Pakistan regards Jadhav as an agent sent out by India's spy agency RAW, to encourage subversive activities in the port city of Karachi and in several places across Balochistan. His confessional statements were played out on several news portals. India has rejected all these claims and has said that Jadhav was kidnapped and arrested from the Iranian border by Pakistan and has been falsely charged.
Sibal believes that New Delhi would raise Jadhav's issue in all diplomatic forums and talk about the 'farcical' trial. The fact that India was not granted consular access to the prisoner will also be brought up in subsequent exchanges.
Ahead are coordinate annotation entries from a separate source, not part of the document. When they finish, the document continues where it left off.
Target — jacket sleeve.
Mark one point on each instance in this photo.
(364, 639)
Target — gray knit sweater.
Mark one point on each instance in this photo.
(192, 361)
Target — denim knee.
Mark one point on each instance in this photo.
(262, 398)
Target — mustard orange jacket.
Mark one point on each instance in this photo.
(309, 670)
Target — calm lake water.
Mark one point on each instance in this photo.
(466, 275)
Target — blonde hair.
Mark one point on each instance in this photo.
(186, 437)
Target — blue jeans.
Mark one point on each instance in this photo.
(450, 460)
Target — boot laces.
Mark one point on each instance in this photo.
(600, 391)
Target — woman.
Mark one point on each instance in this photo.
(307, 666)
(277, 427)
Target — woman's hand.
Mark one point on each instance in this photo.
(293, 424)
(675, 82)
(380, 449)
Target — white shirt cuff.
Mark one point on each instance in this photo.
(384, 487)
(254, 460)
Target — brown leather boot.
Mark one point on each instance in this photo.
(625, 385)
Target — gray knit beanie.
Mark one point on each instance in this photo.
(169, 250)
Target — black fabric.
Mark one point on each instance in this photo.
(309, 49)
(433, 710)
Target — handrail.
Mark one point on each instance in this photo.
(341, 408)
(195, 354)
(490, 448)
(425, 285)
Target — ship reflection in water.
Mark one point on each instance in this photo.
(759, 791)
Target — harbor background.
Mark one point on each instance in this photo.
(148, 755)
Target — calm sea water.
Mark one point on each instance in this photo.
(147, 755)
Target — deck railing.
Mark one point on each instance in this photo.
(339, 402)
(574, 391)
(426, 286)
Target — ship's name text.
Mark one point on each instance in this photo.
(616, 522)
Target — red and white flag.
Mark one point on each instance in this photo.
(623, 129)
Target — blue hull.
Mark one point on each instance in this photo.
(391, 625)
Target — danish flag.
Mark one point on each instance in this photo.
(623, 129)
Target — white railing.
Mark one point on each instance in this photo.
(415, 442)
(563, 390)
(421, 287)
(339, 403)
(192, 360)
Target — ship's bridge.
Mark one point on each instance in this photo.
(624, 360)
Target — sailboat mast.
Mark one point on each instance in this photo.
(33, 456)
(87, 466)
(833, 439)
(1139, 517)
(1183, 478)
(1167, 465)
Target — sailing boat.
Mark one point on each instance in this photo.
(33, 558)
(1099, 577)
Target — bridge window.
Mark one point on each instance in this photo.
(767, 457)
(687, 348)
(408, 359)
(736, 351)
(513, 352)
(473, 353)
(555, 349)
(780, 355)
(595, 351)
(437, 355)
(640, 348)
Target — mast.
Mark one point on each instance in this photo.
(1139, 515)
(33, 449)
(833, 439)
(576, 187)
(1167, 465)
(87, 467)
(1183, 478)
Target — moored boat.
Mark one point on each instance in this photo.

"Pakistan must be asked to provide proof… after all, Sartaj Aziz himself had said some time back that there was not enough evidence,'' Sibal said. India will have to launch a diplomatic onslaught in the next few days. Apart from making loud noise, there could be action and kidnapping of Pakistani soldiers across the LoC... to use them as a bargaining chip, Sibal speculated.
"Pakistan is feeling emboldened with China at its side and with Nikki Haley, US ambassador to United Nations, talking of President Donald Trump mediating between India and Pakistan on Kashmir,'' the former foreign secretary explained.
Islamabad had always wanted a third country to intervene and if the US wants to play that role, it will be a godsend for Pakistan. At the same time, China-India ties have been strained in recent times, with Beijing batting for Pakistan both at the Nuclear Suppliers Group and at the UN Security Council.
The current visit of Tibet's spiritual leader, the Dalai Lama, has further strained ties. "All this is giving Pakistan the confidence to provoke India,'' he added.
But perhaps better sense will prevail and after tempers cool, a swap can be arranged. But, good sense is usually the last thing one can expect from either side.